Convert sample format, update tests

NicolasHug · NicolasHug · commit a0dcafd829cc · 2025-04-09T12:56:14.000+01:00
diff --git a/src/torchcodec/_core/Encoder.cpp b/src/torchcodec/_core/Encoder.cpp
@@ -96,9 +96,6 @@ AudioEncoder::AudioEncoder(
   // may need to convert the wf into a supported output sample format, which is
   // what the `.sample_fmt` defines.
   avCodecContext_->sample_fmt = findOutputSampleFormat(*avCodec);
-  printf(
-      "Will be using: %s\n",
-      av_get_sample_fmt_name(avCodecContext_->sample_fmt));
 
   // TODO-ENCODING check contiguity of the input wf to ensure that it is indeed
   // planar (fltp).
@@ -143,6 +140,8 @@ AVSampleFormat AudioEncoder::findOutputSampleFormat(const AVCodec& avCodec) {
   // encoder.

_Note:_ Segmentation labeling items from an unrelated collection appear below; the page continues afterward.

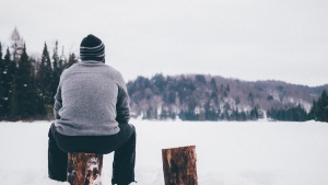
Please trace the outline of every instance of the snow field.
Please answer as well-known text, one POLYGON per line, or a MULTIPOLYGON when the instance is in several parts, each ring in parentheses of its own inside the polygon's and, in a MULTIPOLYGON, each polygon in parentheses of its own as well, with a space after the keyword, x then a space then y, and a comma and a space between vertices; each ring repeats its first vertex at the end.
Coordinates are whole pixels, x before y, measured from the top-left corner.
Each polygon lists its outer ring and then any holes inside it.
MULTIPOLYGON (((162 149, 196 146, 200 185, 327 185, 328 124, 150 122, 137 128, 136 180, 164 185, 162 149)), ((0 185, 63 185, 47 177, 50 122, 0 123, 0 185)), ((113 153, 103 185, 110 185, 113 153)))

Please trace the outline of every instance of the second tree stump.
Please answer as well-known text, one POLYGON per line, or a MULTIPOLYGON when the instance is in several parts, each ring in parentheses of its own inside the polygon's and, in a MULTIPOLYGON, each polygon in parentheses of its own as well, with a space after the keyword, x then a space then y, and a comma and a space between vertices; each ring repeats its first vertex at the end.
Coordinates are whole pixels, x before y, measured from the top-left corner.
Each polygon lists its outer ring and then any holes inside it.
POLYGON ((102 185, 103 154, 68 153, 67 181, 71 185, 102 185))
POLYGON ((165 185, 198 185, 195 148, 162 150, 165 185))

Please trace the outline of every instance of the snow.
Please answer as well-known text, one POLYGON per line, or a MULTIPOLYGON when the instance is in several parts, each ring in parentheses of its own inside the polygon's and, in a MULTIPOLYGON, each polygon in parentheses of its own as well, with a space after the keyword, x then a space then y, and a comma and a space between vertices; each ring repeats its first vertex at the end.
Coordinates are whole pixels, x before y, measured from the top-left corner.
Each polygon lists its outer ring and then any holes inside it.
MULTIPOLYGON (((137 128, 136 180, 164 185, 162 149, 196 146, 200 185, 327 185, 328 124, 154 122, 137 128)), ((0 184, 65 185, 47 177, 50 122, 0 123, 0 184)), ((110 185, 113 153, 104 157, 110 185)))

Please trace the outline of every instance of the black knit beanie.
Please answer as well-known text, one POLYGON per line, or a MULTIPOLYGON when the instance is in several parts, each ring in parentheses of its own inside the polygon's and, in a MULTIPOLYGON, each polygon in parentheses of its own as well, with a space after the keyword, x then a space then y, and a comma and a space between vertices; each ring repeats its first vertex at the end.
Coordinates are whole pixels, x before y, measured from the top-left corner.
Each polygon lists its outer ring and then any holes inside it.
POLYGON ((90 34, 84 37, 80 45, 81 60, 96 60, 105 62, 105 45, 96 36, 90 34))

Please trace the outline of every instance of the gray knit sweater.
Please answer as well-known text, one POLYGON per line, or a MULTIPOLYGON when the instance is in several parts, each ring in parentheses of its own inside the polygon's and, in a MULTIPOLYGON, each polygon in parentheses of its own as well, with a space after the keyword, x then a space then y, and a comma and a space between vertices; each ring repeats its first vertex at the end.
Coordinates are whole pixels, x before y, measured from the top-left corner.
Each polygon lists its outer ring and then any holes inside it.
POLYGON ((108 136, 130 118, 121 74, 102 62, 84 61, 66 69, 55 95, 55 126, 67 136, 108 136))

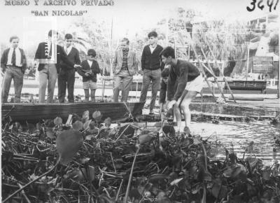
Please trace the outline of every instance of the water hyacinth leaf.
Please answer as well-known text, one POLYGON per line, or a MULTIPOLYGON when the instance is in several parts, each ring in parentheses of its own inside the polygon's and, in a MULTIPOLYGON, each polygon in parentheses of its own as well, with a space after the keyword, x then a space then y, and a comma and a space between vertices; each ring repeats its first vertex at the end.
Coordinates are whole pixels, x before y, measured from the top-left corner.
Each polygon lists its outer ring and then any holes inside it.
POLYGON ((155 183, 155 182, 158 182, 160 181, 164 181, 164 180, 167 179, 167 178, 168 178, 168 176, 165 174, 155 174, 150 176, 149 182, 155 183))
POLYGON ((94 128, 95 128, 95 127, 96 127, 96 125, 97 125, 97 123, 96 123, 96 122, 94 121, 94 120, 92 120, 92 122, 90 122, 90 130, 94 130, 94 128))
POLYGON ((153 125, 155 127, 162 127, 162 122, 157 122, 155 123, 153 125))
POLYGON ((138 138, 140 144, 144 144, 146 143, 149 143, 153 138, 153 136, 151 134, 141 134, 138 138))
POLYGON ((102 117, 102 115, 101 114, 99 111, 94 111, 92 113, 92 118, 97 122, 99 122, 101 120, 102 117))
POLYGON ((94 167, 88 167, 88 174, 85 169, 83 169, 83 173, 86 176, 86 178, 92 182, 95 178, 95 168, 94 167))
POLYGON ((73 170, 68 171, 66 175, 64 176, 64 178, 80 181, 83 179, 83 176, 82 172, 79 169, 74 169, 73 170))
POLYGON ((52 127, 47 127, 47 131, 46 132, 46 134, 47 134, 47 136, 48 137, 48 138, 50 138, 50 139, 55 139, 56 138, 56 136, 55 136, 55 132, 53 131, 53 129, 52 129, 52 127))
POLYGON ((60 163, 66 165, 83 145, 83 134, 78 130, 65 130, 59 134, 57 137, 57 150, 60 163))
POLYGON ((169 134, 170 136, 175 135, 175 129, 172 125, 164 125, 162 127, 162 131, 166 134, 169 134))
POLYGON ((92 120, 88 120, 88 121, 86 121, 83 125, 83 127, 84 130, 88 129, 90 126, 90 122, 92 122, 92 120))
POLYGON ((111 118, 107 118, 106 119, 105 119, 104 123, 106 127, 110 127, 111 123, 111 118))
POLYGON ((175 179, 175 180, 174 180, 172 182, 170 183, 170 185, 171 185, 171 186, 174 186, 174 185, 175 185, 175 186, 177 186, 178 183, 181 181, 182 181, 183 179, 183 178, 175 179))
POLYGON ((57 117, 53 120, 53 122, 55 125, 59 125, 62 124, 62 119, 60 117, 57 117))
POLYGON ((83 129, 83 122, 80 120, 76 120, 74 123, 72 124, 72 127, 74 130, 80 130, 83 129))
POLYGON ((90 111, 88 111, 88 110, 85 111, 83 113, 82 118, 85 118, 86 119, 86 120, 88 120, 88 119, 90 119, 90 111))
POLYGON ((127 124, 120 127, 118 131, 118 136, 122 134, 128 137, 132 137, 134 134, 135 129, 132 127, 130 125, 127 124))

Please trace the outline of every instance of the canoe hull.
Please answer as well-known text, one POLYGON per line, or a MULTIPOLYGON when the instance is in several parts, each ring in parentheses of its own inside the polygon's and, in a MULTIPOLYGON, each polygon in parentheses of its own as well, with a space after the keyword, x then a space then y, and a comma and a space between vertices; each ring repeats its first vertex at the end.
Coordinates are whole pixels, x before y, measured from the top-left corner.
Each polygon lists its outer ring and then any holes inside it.
POLYGON ((7 113, 13 121, 36 122, 45 119, 53 119, 57 116, 65 122, 69 114, 76 113, 82 116, 85 111, 93 112, 99 111, 102 120, 111 118, 113 122, 123 121, 132 116, 141 114, 144 102, 83 102, 66 104, 2 104, 2 117, 7 113), (13 108, 12 111, 10 111, 13 108))

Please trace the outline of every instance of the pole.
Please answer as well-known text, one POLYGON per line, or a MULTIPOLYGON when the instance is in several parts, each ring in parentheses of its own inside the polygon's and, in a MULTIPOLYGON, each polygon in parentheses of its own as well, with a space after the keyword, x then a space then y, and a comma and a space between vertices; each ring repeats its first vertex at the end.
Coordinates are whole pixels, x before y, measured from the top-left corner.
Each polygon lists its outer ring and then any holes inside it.
MULTIPOLYGON (((279 32, 278 34, 279 34, 280 31, 280 27, 279 28, 279 32)), ((279 38, 278 38, 278 46, 279 46, 279 50, 280 50, 280 39, 279 38)), ((277 88, 278 88, 278 91, 277 91, 277 98, 279 99, 280 98, 280 52, 278 54, 278 85, 277 85, 277 88)))

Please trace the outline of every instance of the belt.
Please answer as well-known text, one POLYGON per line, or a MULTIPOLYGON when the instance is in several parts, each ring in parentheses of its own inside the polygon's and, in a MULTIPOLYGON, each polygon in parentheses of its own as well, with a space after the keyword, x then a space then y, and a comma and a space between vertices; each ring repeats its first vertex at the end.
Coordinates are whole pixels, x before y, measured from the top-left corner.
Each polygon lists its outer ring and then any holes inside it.
POLYGON ((9 66, 9 67, 16 67, 16 68, 20 68, 21 69, 21 66, 13 66, 13 65, 6 65, 6 66, 9 66))

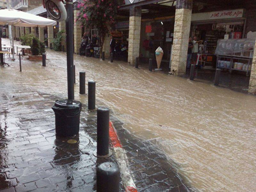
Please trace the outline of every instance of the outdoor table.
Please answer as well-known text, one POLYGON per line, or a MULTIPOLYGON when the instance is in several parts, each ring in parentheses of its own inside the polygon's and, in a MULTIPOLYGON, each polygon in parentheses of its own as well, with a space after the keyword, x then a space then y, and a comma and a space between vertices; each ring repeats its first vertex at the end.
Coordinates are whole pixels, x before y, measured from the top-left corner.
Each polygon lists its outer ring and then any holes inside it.
MULTIPOLYGON (((0 55, 3 55, 3 54, 11 54, 11 53, 8 52, 8 50, 0 50, 0 55)), ((7 65, 9 66, 8 63, 5 63, 4 61, 4 63, 0 63, 0 65, 4 65, 4 64, 6 64, 7 65)))
MULTIPOLYGON (((18 54, 18 49, 21 49, 22 50, 25 49, 31 49, 31 46, 26 46, 26 45, 18 45, 17 46, 17 55, 18 54)), ((23 51, 22 52, 22 56, 23 56, 23 51)))

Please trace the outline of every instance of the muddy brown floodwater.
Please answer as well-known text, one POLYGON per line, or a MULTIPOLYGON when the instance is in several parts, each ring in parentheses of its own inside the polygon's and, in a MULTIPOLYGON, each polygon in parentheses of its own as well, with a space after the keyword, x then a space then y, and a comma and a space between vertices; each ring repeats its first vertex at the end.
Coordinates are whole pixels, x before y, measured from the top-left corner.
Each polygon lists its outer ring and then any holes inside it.
MULTIPOLYGON (((49 50, 47 57, 44 69, 39 64, 24 66, 28 87, 66 92, 65 53, 49 50)), ((18 71, 18 62, 11 63, 18 71)), ((97 99, 131 133, 157 139, 196 191, 255 191, 255 96, 123 62, 75 55, 75 64, 77 82, 79 72, 86 71, 86 80, 96 81, 97 99)), ((12 79, 18 80, 17 74, 12 79)), ((79 84, 75 92, 79 99, 79 84)))

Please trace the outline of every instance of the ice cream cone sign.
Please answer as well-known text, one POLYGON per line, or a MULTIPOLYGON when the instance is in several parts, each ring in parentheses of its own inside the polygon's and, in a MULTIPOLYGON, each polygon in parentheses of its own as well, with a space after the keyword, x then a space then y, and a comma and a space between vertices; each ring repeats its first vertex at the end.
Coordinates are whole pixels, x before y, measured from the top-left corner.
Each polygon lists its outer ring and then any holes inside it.
POLYGON ((163 55, 164 55, 164 51, 160 46, 156 50, 156 62, 157 63, 157 69, 160 70, 160 66, 161 65, 161 62, 162 61, 163 55))

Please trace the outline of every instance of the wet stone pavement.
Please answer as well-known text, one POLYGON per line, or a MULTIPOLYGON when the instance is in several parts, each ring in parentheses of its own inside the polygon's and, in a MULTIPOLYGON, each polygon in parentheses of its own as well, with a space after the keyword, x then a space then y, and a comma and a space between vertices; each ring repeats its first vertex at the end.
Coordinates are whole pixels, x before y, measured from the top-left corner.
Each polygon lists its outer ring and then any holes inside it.
MULTIPOLYGON (((96 113, 81 113, 79 135, 55 136, 51 106, 59 98, 19 89, 2 92, 0 126, 0 191, 93 191, 97 159, 96 113), (12 96, 10 98, 9 96, 12 96), (69 144, 75 139, 77 143, 69 144)), ((120 184, 120 191, 123 187, 120 184)))
MULTIPOLYGON (((55 52, 49 52, 54 56, 55 52)), ((47 66, 45 73, 35 74, 42 70, 41 63, 23 58, 21 73, 18 60, 7 61, 12 66, 0 69, 0 191, 95 191, 97 165, 116 160, 114 156, 102 159, 93 155, 96 113, 86 111, 87 96, 75 93, 83 103, 79 134, 58 137, 51 107, 56 100, 66 97, 66 90, 53 86, 58 68, 47 66), (69 139, 78 143, 70 144, 69 139)), ((66 82, 66 78, 61 80, 66 82)), ((99 100, 96 105, 105 106, 99 100)), ((157 139, 142 140, 131 134, 110 111, 139 191, 193 191, 177 173, 174 163, 157 148, 157 139)), ((120 189, 124 191, 122 183, 120 189)))

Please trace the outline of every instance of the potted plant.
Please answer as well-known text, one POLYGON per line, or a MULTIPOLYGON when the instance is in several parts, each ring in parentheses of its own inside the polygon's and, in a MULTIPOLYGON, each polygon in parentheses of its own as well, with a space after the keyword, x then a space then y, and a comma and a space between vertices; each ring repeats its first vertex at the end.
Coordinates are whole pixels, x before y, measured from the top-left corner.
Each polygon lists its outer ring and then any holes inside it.
POLYGON ((41 42, 38 38, 33 37, 32 41, 31 55, 29 55, 31 60, 42 60, 42 55, 45 53, 43 42, 41 42))

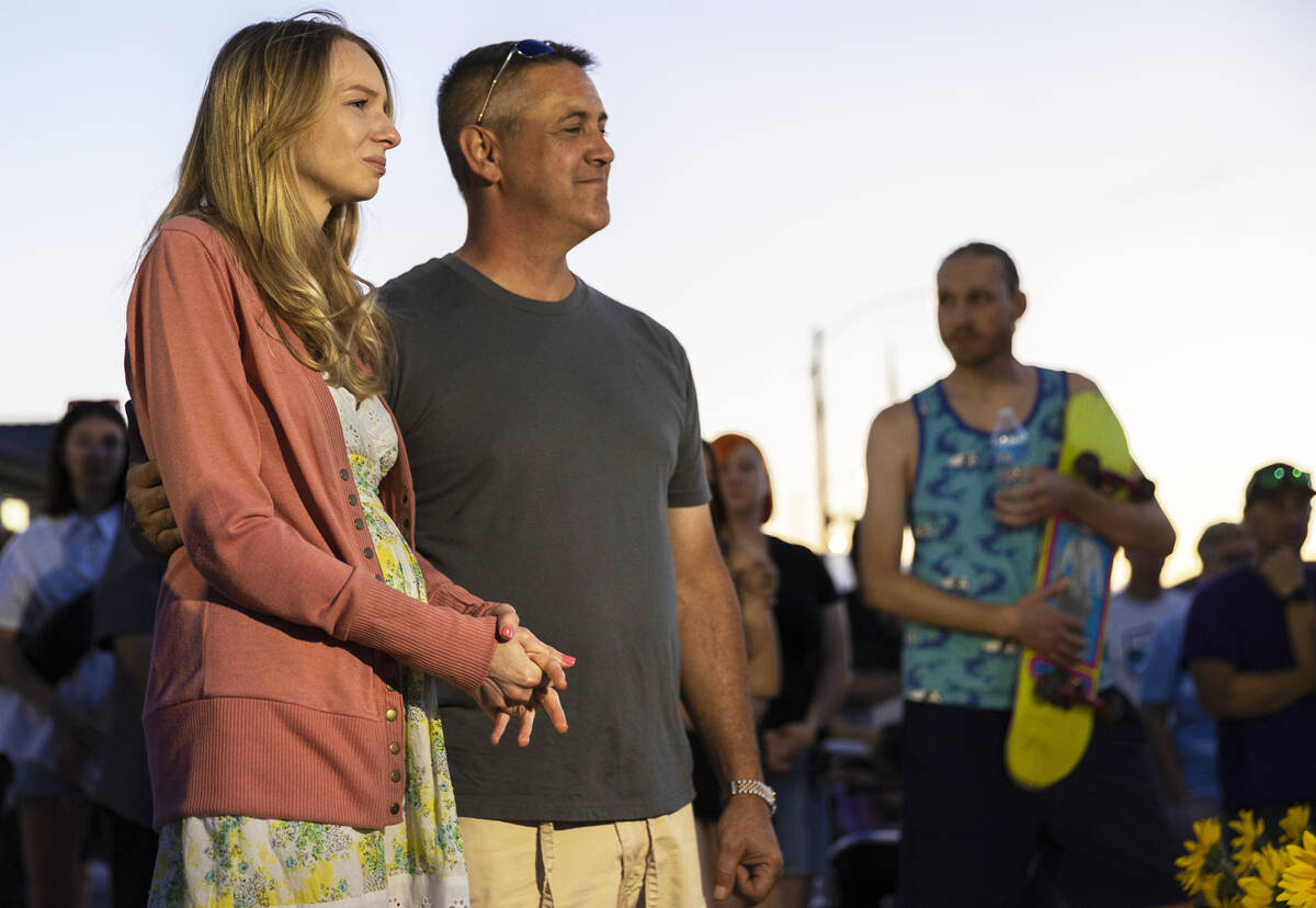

Right now, the output format we'll choose is just the first format
   // in the `sample_fmts` list that the AVCodec defines. Eventually, we may
   // allow the user to choose.
+  // TODO-ENCODING: a better default would probably be to choose the highest
+  // available precision
   if (avCodec.sample_fmts == nullptr) {
     // Can't really validate anything in this case, best we can do is hope that
     // FLTP is supported by the encoder. If not, FFmpeg will raise.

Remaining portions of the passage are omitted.